Bei weiteren Rückblicken in das Familienleben fand Hannah heraus, dass das Lieblingsnaschwerk beider Elternteile, unabhängig voneinander, in deren Kindertagen das Fruchtgummi Maoam gewesen war. Später, sie hatten ihre Musikvorliebe vom Pop der Gruppe Abba in Richtung klassische Musik verlagert, hin zu ihrem Lieblingskomponisten Max Reger, bevorzugten sie beide als Nascherei das Fruchtbonbon Sugus. Dann, mit Anfang zwanzig, kam für sie als ideale Lebensform nur eine in Frage: Ehe. Ihre Hochzeitsreise führte sie nach Kreta. Von dort brachten sie ihren Lieblingswein in einem größeren Behälter mit, in einem Retsinakanister. Und überhaupt, das Reisen blieb ihre Passion. Nachdem sie mehrmals auf Kreta gewesen waren, wurde Uganda das favorisierte Reiseziel, bis dessen damaliger Diktator, Idi Amin, ihnen den Aufenthalt dort durch seine Schreckensherrschaft vermieste. Hannah war von all diesen Palindromen im Dunstkreis ihrer Familie verblüfft. Um was sollte es sich jedoch handeln, wenn nicht um Zufälle, aber in dieser Anhäufung?

Hannah besprach dies mit ihrer Mutter. Die fand dies zwar auch auffällig, maß diesen Dingen aber keine besondere Bedeutung bei. Anna Renner war weit entfernt von Thesen einer das Schicksal bestimmenden Hand. Gut, sie könne sich noch an Wasch- und Scheuermittel wie Omo ober Ata erinnern, die von ihrer Mutter Irmgard, von deren Enkeln immer nur Immi genannt, häufig benutzt wurden, aber die könnte sie nicht mehr über weitere Auffälligkeiten fragen, die ist ja seit Jahren tot.

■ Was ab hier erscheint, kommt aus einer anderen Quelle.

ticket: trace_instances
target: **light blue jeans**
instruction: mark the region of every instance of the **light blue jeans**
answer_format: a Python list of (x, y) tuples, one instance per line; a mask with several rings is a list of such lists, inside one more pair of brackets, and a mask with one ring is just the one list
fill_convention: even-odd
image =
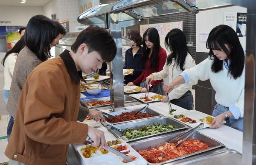
[(6, 103), (7, 103), (7, 101), (8, 101), (8, 97), (9, 97), (9, 90), (3, 89), (3, 99), (4, 100), (4, 102), (5, 102)]
[[(214, 117), (216, 117), (228, 110), (228, 107), (223, 106), (217, 103), (214, 106), (214, 110), (213, 110), (212, 115)], [(233, 117), (230, 117), (229, 120), (227, 121), (227, 123), (224, 124), (234, 129), (243, 131), (243, 118), (239, 117), (237, 120)]]

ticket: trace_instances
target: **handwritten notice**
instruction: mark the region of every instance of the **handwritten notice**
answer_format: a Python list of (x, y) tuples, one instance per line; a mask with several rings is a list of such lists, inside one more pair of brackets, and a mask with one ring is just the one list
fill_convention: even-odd
[(155, 28), (157, 30), (160, 37), (160, 45), (166, 50), (167, 53), (168, 53), (169, 51), (166, 50), (164, 45), (164, 39), (168, 32), (172, 29), (177, 28), (182, 31), (183, 29), (183, 23), (182, 21), (179, 21), (172, 22), (142, 25), (140, 26), (140, 32), (142, 36), (143, 36), (143, 34), (146, 30), (149, 28)]

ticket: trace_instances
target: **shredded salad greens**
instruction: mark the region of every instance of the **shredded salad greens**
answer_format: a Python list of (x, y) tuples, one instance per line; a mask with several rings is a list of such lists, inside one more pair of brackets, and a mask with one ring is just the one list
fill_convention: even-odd
[(126, 133), (122, 135), (121, 138), (123, 140), (135, 139), (138, 137), (165, 132), (167, 131), (176, 129), (171, 124), (163, 125), (159, 123), (145, 126), (138, 130), (133, 128), (126, 129)]

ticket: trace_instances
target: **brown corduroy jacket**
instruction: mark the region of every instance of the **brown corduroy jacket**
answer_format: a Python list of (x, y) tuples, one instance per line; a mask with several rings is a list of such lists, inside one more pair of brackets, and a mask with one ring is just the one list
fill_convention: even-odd
[(66, 165), (68, 145), (84, 142), (88, 126), (76, 122), (80, 86), (78, 72), (65, 62), (70, 59), (65, 50), (28, 77), (5, 153), (9, 159), (26, 165)]

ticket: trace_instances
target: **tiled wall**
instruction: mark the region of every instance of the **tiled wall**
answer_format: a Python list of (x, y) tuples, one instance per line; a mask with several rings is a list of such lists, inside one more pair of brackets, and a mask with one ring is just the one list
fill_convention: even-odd
[(149, 19), (149, 24), (183, 21), (183, 31), (187, 41), (193, 42), (193, 46), (188, 47), (191, 56), (195, 59), (196, 27), (195, 14), (189, 13), (168, 15), (167, 16)]
[(70, 32), (75, 31), (75, 27), (80, 26), (77, 22), (77, 17), (79, 15), (78, 0), (58, 0), (59, 20), (69, 20)]

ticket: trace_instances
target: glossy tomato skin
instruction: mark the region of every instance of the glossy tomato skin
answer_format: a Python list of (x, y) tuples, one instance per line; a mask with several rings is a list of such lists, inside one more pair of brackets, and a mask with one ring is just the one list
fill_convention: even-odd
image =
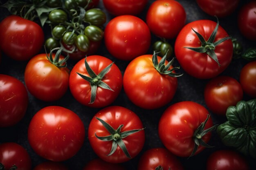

Das, was der gute Neven thematisch angestoßen hatte, verwirrte Hannah zusehends. Es waren zu viele der rein zufällig auftretenden Palindrome. Sie beendete die Suche nach weiteren eventuellen Zusammenhängen solcher abstrusen Inzidenzfälle, als sie entsetzt feststellen musste, wie bei ihr Beethovens 5. Symphonie als Palindrom zum Ohrwurm wurde: TATARATAT! Die Ausarbeitung für die Arbeit zum Thema Zufall und Bestimmung lehnte sie nachträglich ab. Um auf andere Gedanken zu kommen, reiste sie nach England. Dies war zwar das Heimatland von Sir Isaac Newton, mit dem für sie diese zermürbenden Faktensuche begonnen hatte, aber sie hatte sich dort schon in früheren Zeiten außerordentlich wohl gefühlt.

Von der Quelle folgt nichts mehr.